Co warto i trzeba wiedzieć o kryptowalutach

Światowy kryzys gospodarczy, który miał miejsce w 2008 roku, podważył wiarygodność wielu tradycyjnych instytucji finansowych. Kryzys to także mniejsze zaufanie do banków z historią sięgającą dziesiątków lat, do rynków akcji, obligacji, walut, kruszców czy spekulacjach na giełdach towarowych. Inwestorzy, także potencjalni, szukali czegoś nowego. Czegoś, co z założenia miałoby być odporne na spekulacje i gwałtowne skoki wartości. Rynek kryptowalut miał być odpowiedzią na potrzeby inwestorów i zwykłych obywateli, którzy obawiali się bankructw kolejnych firm czy instytucji finansowych.

Bitcoin

Przełomową datą dla nowego rynku to rok 2009, kiedy pojawił się Bitcoin. Była to pierwsza ogólnodostępna waluta, za którą nie odpowiadały banki centralne (narodowe) – odcięcie się od finansowego korzenia sprawiło, że kurs nowej kryptowaluty był niezależny od polityki bankowej. Mechanizm działania kryptowaluty wydaje się prosty – opiera się na znanej w gospodarce rynkowej zależności między popytem a podażą. To klienci mieli decydować, i decydują, o wymiernych wartościach, wpływając na siłę nabywczą.

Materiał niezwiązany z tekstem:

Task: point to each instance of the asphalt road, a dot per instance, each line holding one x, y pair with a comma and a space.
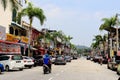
80, 69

Bitcoin powstał w oparciu o tzw. blockchain, czyli rozproszoną bazę danych. I mimo że nie ma oficjalnych danych o twórcy Bitcoina, nowa jednostka monetarna zyskała zaufanie klientów na całym świecie. Do dziś dla wielu Bitcoin jest synonimem wirtualnej waluty.

Ethereum

Kolejna ważna kryptowaluta powstała w 2015 roku, po części wykorzystując mechanizmu znane z Bitcoinów. Różnica polega między innymi na możliwości tworzenia algorytmów zaprogramowanych do wykonywania określonych działań. Ethereum dzięki temu jest wykorzystywane między innymi do zbiórek na dany cel (także crowdfundingu) oraz na dzielenie środków pomiędzy poszczególnymi udziałowcami.

Ripple

O ile Bitcoin czy Ethereum należą do środków płatniczych o nieustalonym odgórnie zasobie, to w przypadku Ripple twórcy ograniczyli wielkość jednostek (na 100 mld). Możliwość współpracy z tradycyjnym sektorem bankowym i instytucjami finansowymi to ogromna zaleta Ripple, dzięki której minimalizuje się ryzyko nadmiernej spekulacji.

Altcoin i Shitcoin

Zdarza się, że niektóre nazwy własne produktów czy firm z biegiem lat stają się określeniami całej grupy towarów, także produkowanych przez konkurencję (przykładem mogą być adidasy, dla wielu będące synonimem butów sportowych). Także osoby nieśledzące nowinek z branży finansowej często utożsamiają Bitcoina z każdą kryptowalutą (to zarówno nobilitacja, jak i utrudnienie). Stąd aby ograniczyć ryzyko nieprawidłowego rozpoznania, pojawiło się określenie Altcoin – czyli każdej innej kryptowaluty, która nie jest Bitcoinem. Innym branżowym pojęciem rozpoznawanym na całym świecie jest Shitcoin – odnoszący się do każdej kryptowaluty (poza Bitcoinem), która nie dość, że nie wnosi niczego istotnego na rynki finansowe, to jeszcze często bywa przedmiotem nadmiernej spekulacji, w tym oszustw.

Wielkość rynku

Fachowcy śledzący rynki forex, szacują, że rynek kryptowalut wart jest ponad 300 mld USD, z czego trzecia część to wysokość obrotów. Wirtualny pieniądz z zasady ma zapewniać bezpieczeństwo zawieranych drogą online transakcji bez powiązania z bankami centralnymi. Kursowe zmiany, tak jak na rynku tradycyjnych walut, mogą być elementem inwestycji lub gry o wysokie stawki.